5 This threshold estimation bias may also contribute to the paradoxical finding of lower between-subject variability with SITA Fast compared to SITA Standard.
15 16
The global test–retest variability of SITA Standard was approximately 15% lower, and its retest intervals were generally smaller, compared with those of the Full Threshold strategy. The small systematic differences between the SITA strategies and the Full Threshold algorithm are unlikely to impact on the detection of deep and localized defects that are regarded as the hallmark of glaucomatous field loss.
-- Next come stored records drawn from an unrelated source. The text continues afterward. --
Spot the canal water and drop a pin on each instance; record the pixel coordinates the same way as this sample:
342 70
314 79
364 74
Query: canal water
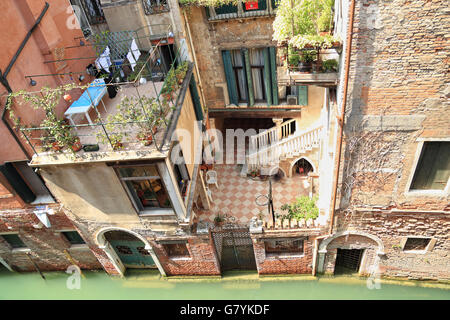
233 286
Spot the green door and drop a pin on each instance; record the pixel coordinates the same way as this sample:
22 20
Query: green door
133 254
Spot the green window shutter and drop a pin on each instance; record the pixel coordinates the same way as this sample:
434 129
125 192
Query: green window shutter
14 241
302 92
273 71
248 72
267 81
196 99
16 181
229 74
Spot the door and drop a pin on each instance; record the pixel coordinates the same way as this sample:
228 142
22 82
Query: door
130 250
348 261
235 249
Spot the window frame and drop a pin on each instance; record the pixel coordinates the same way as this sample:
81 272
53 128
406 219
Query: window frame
428 193
169 242
149 7
287 254
428 248
144 211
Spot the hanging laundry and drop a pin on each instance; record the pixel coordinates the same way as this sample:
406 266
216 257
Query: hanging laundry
134 54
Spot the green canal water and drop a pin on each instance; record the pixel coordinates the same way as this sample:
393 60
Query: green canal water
234 286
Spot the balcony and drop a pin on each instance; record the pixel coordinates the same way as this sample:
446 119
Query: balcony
131 121
313 64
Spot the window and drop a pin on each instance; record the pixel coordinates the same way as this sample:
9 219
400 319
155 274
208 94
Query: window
176 249
26 182
155 6
93 11
283 247
14 241
180 169
73 237
145 187
433 169
251 75
416 244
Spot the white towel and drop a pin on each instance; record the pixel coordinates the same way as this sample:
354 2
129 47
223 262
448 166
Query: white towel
131 59
104 61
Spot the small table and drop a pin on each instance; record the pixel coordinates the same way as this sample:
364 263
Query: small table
90 98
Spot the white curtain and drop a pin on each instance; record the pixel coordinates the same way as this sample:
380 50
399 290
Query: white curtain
238 62
257 60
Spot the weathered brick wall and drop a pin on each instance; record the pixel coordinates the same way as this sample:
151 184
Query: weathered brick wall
202 259
210 38
398 92
46 245
391 227
283 265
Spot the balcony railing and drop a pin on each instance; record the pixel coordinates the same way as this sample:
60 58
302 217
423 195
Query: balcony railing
154 98
251 9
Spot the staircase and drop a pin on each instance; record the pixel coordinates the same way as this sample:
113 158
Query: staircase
282 144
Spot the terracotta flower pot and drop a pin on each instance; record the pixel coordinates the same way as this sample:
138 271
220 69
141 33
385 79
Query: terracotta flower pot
56 146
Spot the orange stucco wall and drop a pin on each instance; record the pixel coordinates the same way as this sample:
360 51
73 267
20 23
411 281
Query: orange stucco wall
53 32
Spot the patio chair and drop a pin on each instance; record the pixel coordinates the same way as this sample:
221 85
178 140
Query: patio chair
211 178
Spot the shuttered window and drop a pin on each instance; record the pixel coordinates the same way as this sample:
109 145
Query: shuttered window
251 75
302 92
433 169
14 241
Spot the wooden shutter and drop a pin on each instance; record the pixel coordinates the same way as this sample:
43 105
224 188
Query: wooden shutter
267 78
195 99
16 181
229 74
273 72
433 169
302 92
248 72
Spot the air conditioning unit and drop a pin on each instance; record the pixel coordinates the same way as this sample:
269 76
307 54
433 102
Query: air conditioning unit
291 100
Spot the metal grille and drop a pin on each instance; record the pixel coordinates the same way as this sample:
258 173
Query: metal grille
416 244
119 43
94 11
234 248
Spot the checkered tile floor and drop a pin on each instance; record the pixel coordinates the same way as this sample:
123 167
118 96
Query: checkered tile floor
236 195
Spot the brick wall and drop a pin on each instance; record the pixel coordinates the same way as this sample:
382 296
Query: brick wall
392 228
46 245
397 94
210 38
202 259
283 265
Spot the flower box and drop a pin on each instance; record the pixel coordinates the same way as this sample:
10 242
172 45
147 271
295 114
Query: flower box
251 5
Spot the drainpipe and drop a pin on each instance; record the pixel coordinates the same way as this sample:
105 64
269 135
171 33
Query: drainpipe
5 83
195 58
341 117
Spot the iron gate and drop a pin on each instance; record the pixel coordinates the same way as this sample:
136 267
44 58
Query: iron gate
234 248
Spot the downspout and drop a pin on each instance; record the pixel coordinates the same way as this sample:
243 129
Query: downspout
341 118
5 83
195 59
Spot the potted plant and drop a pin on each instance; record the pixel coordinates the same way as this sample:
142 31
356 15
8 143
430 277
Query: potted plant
219 219
330 65
306 59
77 146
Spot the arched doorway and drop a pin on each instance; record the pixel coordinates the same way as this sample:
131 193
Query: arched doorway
302 167
130 249
127 249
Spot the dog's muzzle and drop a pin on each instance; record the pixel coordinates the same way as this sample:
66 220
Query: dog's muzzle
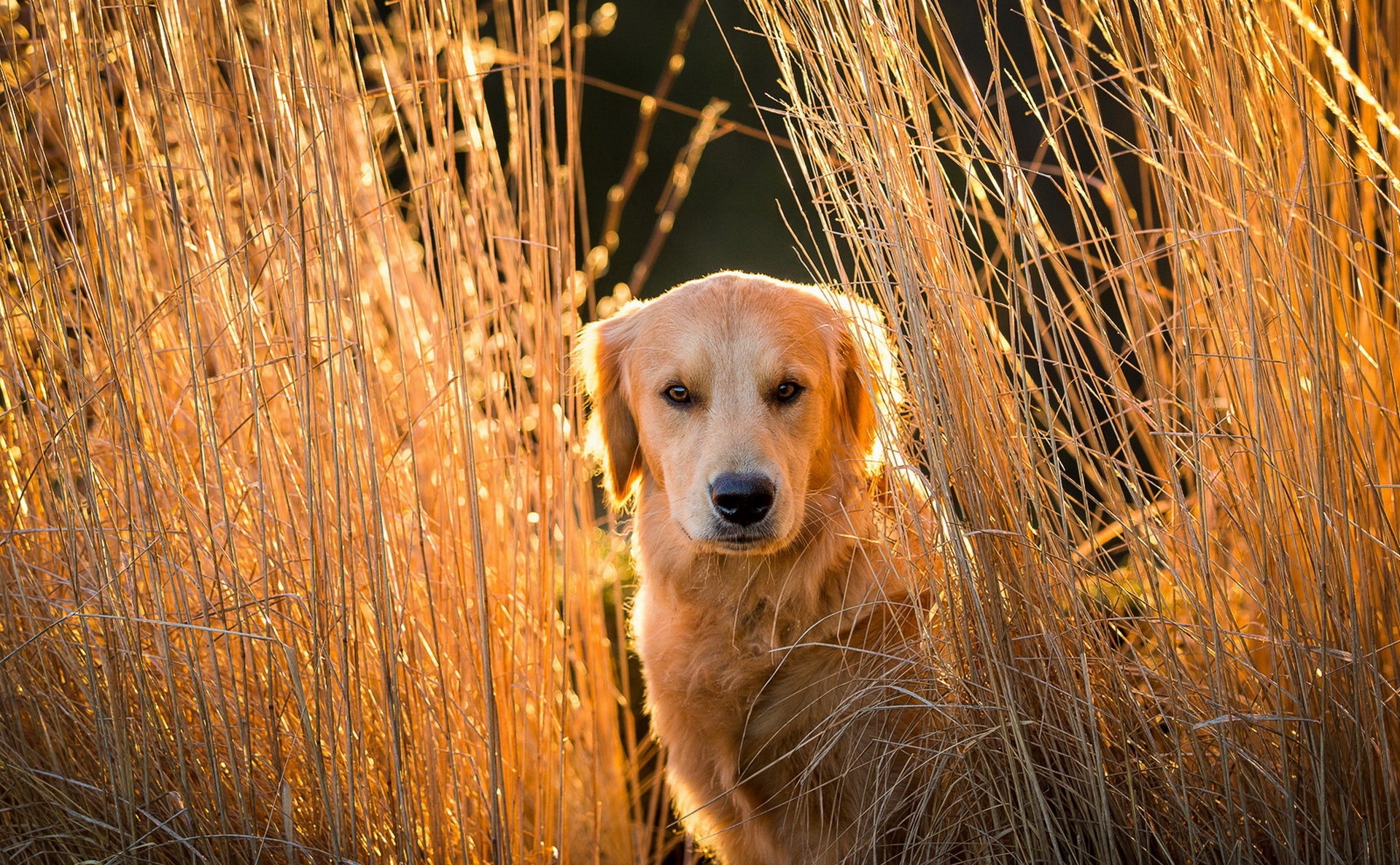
741 500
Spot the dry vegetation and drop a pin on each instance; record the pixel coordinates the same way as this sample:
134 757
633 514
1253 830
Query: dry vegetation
298 556
298 549
1151 357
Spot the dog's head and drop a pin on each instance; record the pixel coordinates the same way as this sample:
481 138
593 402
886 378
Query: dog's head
739 397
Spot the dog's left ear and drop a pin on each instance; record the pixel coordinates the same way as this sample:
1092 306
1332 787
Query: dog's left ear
868 377
612 430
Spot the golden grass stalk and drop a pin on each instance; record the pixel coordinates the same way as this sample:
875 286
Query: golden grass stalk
298 557
1143 289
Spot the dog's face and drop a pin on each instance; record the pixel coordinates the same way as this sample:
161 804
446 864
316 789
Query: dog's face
738 397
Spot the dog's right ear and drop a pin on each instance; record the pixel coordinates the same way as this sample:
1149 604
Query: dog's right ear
612 430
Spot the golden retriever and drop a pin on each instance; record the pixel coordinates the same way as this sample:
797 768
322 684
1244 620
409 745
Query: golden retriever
738 415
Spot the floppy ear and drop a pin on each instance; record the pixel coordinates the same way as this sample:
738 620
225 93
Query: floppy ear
612 430
870 380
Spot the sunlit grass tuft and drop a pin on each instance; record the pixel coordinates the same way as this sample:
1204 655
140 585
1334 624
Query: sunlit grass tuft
1144 293
298 557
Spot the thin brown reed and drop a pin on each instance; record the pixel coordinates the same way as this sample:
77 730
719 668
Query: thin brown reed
1141 276
298 551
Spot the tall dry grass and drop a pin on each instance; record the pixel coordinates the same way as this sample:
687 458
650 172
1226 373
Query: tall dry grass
1144 290
298 552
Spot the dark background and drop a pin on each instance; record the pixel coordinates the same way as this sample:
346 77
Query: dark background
731 219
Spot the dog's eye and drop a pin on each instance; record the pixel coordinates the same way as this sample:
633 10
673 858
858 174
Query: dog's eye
788 391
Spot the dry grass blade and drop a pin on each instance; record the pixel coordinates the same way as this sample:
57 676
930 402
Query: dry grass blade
1155 257
298 543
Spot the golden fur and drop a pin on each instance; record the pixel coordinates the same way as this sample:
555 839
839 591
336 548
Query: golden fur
763 641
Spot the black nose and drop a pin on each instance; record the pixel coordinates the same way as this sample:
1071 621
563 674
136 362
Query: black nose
741 499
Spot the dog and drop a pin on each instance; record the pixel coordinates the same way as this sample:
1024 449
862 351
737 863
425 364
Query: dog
738 416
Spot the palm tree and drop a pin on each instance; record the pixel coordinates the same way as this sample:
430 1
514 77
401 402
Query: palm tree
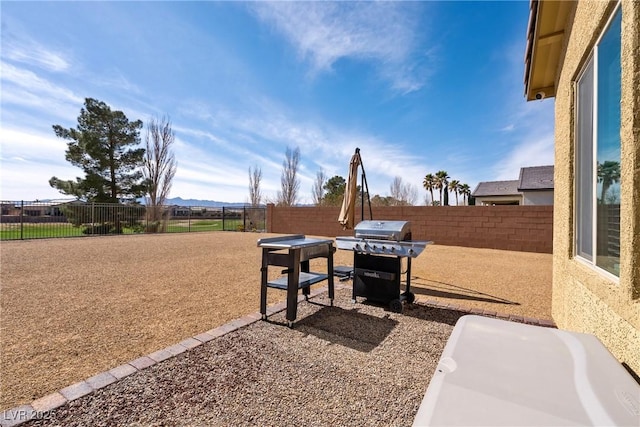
608 174
429 184
442 180
454 186
465 191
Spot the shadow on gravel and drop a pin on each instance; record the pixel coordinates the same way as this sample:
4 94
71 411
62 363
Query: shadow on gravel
448 290
432 314
348 328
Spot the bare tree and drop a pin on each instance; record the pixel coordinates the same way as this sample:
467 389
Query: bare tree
159 167
289 178
255 177
317 191
402 194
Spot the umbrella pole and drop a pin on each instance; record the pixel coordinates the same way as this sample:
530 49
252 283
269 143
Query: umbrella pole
362 189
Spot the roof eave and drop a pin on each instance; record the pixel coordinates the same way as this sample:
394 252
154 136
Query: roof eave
545 40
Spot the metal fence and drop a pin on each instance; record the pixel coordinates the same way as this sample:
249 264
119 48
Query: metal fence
35 220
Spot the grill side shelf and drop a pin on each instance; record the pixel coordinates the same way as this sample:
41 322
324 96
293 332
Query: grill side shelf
306 279
375 274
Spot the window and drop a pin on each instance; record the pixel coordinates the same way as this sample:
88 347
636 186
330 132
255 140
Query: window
597 219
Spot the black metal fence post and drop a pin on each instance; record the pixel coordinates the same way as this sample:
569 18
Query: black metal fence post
21 219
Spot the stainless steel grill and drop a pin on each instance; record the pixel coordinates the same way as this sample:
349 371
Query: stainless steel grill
378 249
392 238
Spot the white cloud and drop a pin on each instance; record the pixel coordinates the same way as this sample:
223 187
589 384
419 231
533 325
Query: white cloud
535 152
33 53
26 88
325 32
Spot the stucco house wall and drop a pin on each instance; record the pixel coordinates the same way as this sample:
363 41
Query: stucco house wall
584 299
541 198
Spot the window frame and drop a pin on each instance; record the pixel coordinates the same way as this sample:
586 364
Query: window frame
591 60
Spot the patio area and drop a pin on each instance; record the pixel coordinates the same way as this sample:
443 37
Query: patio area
348 364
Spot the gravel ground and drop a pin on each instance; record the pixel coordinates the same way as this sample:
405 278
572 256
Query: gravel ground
352 365
71 308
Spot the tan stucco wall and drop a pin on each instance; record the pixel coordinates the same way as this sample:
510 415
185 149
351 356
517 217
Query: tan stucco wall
585 300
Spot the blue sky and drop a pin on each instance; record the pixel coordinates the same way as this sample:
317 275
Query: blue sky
417 86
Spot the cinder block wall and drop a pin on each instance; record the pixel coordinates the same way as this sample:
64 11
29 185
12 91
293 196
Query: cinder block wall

Because global visual field indices, such as MD and pattern standard deviation (PSD), are calculated with reference to normative values of each strategy, good agreement between the indices of these strategies would be expected, and several previous reports have confirmed this.
4 7 8 9 10 It is difficult, however, to estimate how the SITA strategies may represent early diffuse losses of visual field sensitivity that commonly accompany focal glaucomatous defects.
17 18 Computer simulations and longitudinal clinical trials need to establish whether the small systematic differences between the Full Threshold strategy and SITA Standard, and the slightly higher reproducibility of the latter, impact on the detection of visual field progression. When SITA Standard is substituted for the Full Threshold algorithm in the longitudinal follow-up of patients, it may be advantageous to establish new baseline measures.
19 SITA Fast showed higher reproducibility only for high sensitivities. Because, at test locations with sensitivity below 20 dB, its test–retest variability was higher than that of the Full Threshold strategy, SITA Fast is unlikely to be a good choice to monitor established visual field loss, in spite of its short test duration.